Senate Finance Chairman William Conley (D-East Providence) said Tuesday that a newly introduced PawSox stadium bill reduces potential liability for taxpayers by using state aid to Pawtucket as a backstop for borrowing, if the envisioned stadium produces less revenue than expected.
During a Statehouse news conference, Conley said Pawtucket's share of state aid (excluding education aid) is more than enough to make up the difference if revenue falls short of what's needed to pay back the city's borrowing for the stadium.
Channeling Pawtucket's roughly $15 million in borrowing through the state will save millions in interest, Conley added, since the state has a better credit rating than Pawtucket.
Conley ruled out the possibility that the revamped stadium plan will be considered in the close of the current General Assembly session, which may conclude later this week.
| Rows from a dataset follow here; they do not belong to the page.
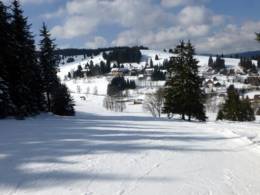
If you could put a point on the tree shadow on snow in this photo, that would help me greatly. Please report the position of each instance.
(53, 140)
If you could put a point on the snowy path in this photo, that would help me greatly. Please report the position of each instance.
(103, 154)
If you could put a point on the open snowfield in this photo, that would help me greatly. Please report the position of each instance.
(104, 153)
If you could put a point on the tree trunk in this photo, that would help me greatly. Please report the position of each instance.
(48, 101)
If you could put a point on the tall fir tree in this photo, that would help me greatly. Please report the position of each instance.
(210, 62)
(24, 71)
(58, 97)
(49, 64)
(6, 106)
(184, 95)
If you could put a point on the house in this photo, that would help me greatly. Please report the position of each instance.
(149, 71)
(217, 84)
(253, 80)
(119, 71)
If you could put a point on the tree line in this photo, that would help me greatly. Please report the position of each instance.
(28, 79)
(183, 94)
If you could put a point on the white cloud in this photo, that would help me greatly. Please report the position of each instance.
(30, 1)
(74, 27)
(125, 14)
(176, 3)
(153, 25)
(97, 42)
(231, 39)
(197, 15)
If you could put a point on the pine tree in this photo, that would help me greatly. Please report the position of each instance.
(58, 97)
(62, 103)
(235, 109)
(151, 63)
(211, 62)
(49, 64)
(258, 37)
(183, 90)
(6, 106)
(24, 72)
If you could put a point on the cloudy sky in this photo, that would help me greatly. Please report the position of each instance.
(214, 26)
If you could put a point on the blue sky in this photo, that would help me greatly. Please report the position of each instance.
(214, 26)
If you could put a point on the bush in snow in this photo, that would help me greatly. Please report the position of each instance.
(153, 103)
(235, 109)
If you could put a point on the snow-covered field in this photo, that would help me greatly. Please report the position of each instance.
(98, 152)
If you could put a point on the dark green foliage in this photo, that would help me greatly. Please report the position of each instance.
(151, 63)
(6, 106)
(62, 104)
(24, 73)
(25, 80)
(247, 65)
(49, 64)
(235, 109)
(211, 62)
(258, 37)
(59, 100)
(183, 94)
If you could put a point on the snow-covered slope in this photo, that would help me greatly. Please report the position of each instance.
(99, 152)
(147, 55)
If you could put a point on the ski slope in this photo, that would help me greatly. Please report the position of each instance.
(99, 152)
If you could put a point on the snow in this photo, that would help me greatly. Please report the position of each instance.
(100, 152)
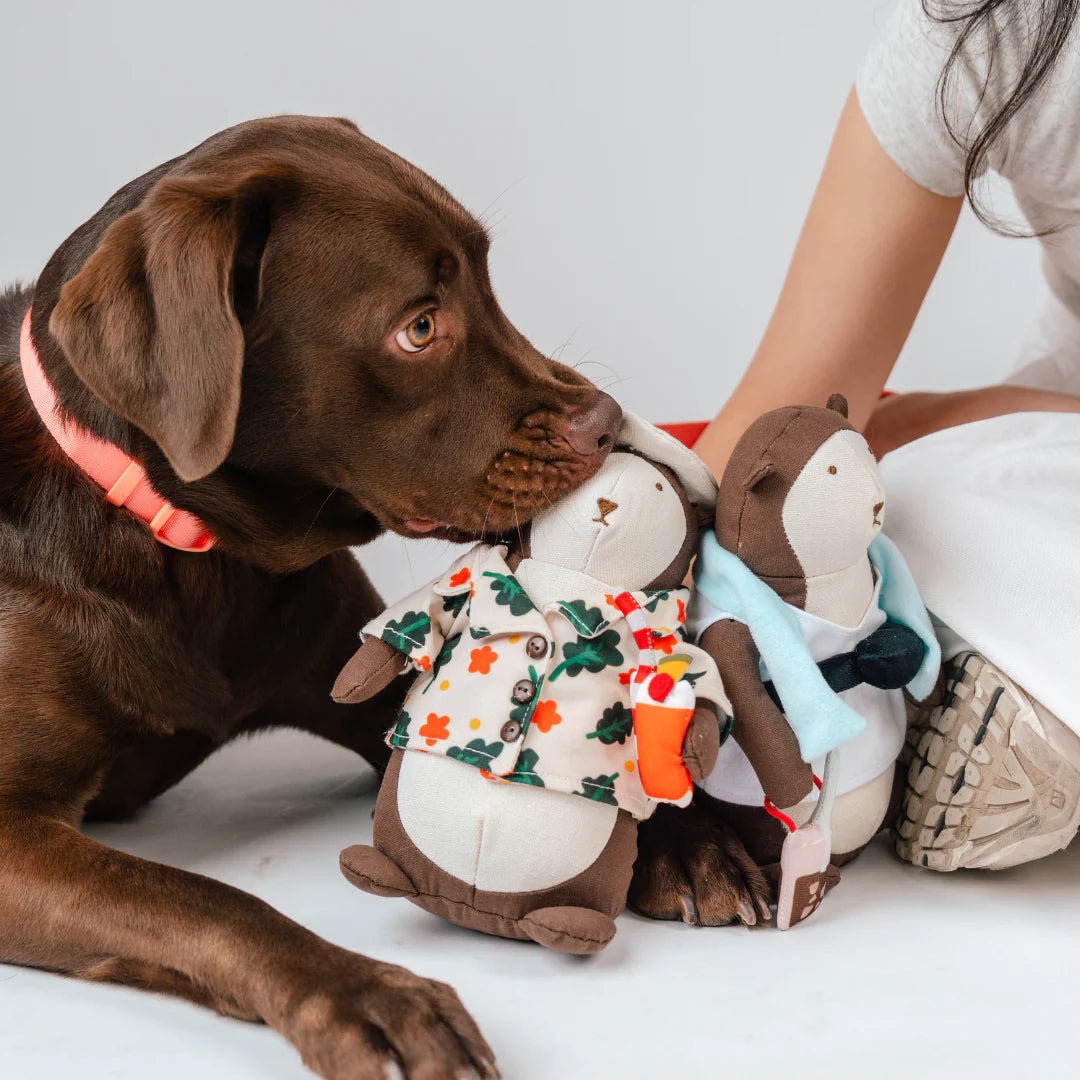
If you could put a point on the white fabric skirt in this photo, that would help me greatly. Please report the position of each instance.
(988, 516)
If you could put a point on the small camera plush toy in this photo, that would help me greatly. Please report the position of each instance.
(555, 703)
(817, 628)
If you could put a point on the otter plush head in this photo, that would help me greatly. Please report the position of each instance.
(800, 498)
(635, 523)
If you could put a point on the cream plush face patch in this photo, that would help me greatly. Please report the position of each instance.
(628, 512)
(842, 476)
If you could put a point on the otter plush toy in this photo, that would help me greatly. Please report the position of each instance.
(815, 626)
(554, 705)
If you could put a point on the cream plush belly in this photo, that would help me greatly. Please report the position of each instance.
(498, 837)
(856, 815)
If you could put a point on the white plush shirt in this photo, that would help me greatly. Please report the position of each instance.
(861, 760)
(1038, 152)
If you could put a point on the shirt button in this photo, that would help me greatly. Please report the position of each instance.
(537, 647)
(523, 691)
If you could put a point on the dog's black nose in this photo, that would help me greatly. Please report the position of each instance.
(593, 429)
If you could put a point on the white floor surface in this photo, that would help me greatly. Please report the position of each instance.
(903, 973)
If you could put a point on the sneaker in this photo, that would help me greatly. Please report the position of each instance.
(994, 779)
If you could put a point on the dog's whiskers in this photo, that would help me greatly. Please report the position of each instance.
(322, 507)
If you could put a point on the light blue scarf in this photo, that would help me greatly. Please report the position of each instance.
(819, 717)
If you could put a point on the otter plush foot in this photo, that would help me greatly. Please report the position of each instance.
(373, 872)
(578, 930)
(691, 866)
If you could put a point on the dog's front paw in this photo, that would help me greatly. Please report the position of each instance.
(372, 1021)
(691, 866)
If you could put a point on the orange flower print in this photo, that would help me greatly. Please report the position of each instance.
(544, 716)
(435, 728)
(481, 660)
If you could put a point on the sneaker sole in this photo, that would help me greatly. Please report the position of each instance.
(985, 788)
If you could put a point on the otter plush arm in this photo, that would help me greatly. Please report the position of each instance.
(373, 667)
(760, 730)
(702, 743)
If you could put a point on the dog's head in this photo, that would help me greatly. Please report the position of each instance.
(298, 335)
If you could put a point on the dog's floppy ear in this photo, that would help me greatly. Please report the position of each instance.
(152, 322)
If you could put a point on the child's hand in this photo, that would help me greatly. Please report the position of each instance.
(902, 418)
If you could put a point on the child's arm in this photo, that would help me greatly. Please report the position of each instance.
(871, 245)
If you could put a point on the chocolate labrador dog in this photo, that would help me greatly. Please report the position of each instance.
(294, 332)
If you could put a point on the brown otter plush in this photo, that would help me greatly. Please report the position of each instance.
(814, 662)
(521, 765)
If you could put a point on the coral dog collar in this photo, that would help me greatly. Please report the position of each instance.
(122, 477)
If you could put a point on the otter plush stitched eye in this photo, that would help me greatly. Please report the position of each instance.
(419, 334)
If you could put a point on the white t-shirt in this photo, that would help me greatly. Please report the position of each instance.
(861, 760)
(1038, 151)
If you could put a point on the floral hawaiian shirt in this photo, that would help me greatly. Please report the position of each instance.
(527, 694)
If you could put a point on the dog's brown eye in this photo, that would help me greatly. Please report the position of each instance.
(419, 333)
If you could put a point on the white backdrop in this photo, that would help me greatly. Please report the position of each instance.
(645, 165)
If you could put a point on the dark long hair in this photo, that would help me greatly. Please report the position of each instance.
(1050, 30)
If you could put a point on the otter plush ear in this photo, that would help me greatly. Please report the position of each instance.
(838, 404)
(152, 323)
(761, 473)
Rather, he said, House and Senate Finance committees plan to hold detailed hearings in the fall to vet the revamped stadium plan. Conley said it's unclear when the proposal may get consideration by the full House and Senate.
“The bottom line, the driving force behind that will be to make sure it’s done in a way that it is fully, publicly, transparently vetted," he said, "and until we feel completely satisfied that that’s done, it won’t go forward.”
Critics point to the wealth of the PawSox ownership in questioning whether the state and Pawtucket should be involved in financing a new stadium for the baseball team. Conley said that's a good question to consider during the fall hearings.
The PawSox stadium plan appeared dead after State Senate President Dominick Ruggerio said there was insufficient time to consider it. House Speaker Nicholas Mattiello said he wouldn't back the proposal unless it had the support of Governor Gina Raimondo.
In a switch, Raimondo announced her support Monday for the revised stadium plan, calling it a good deal for the state.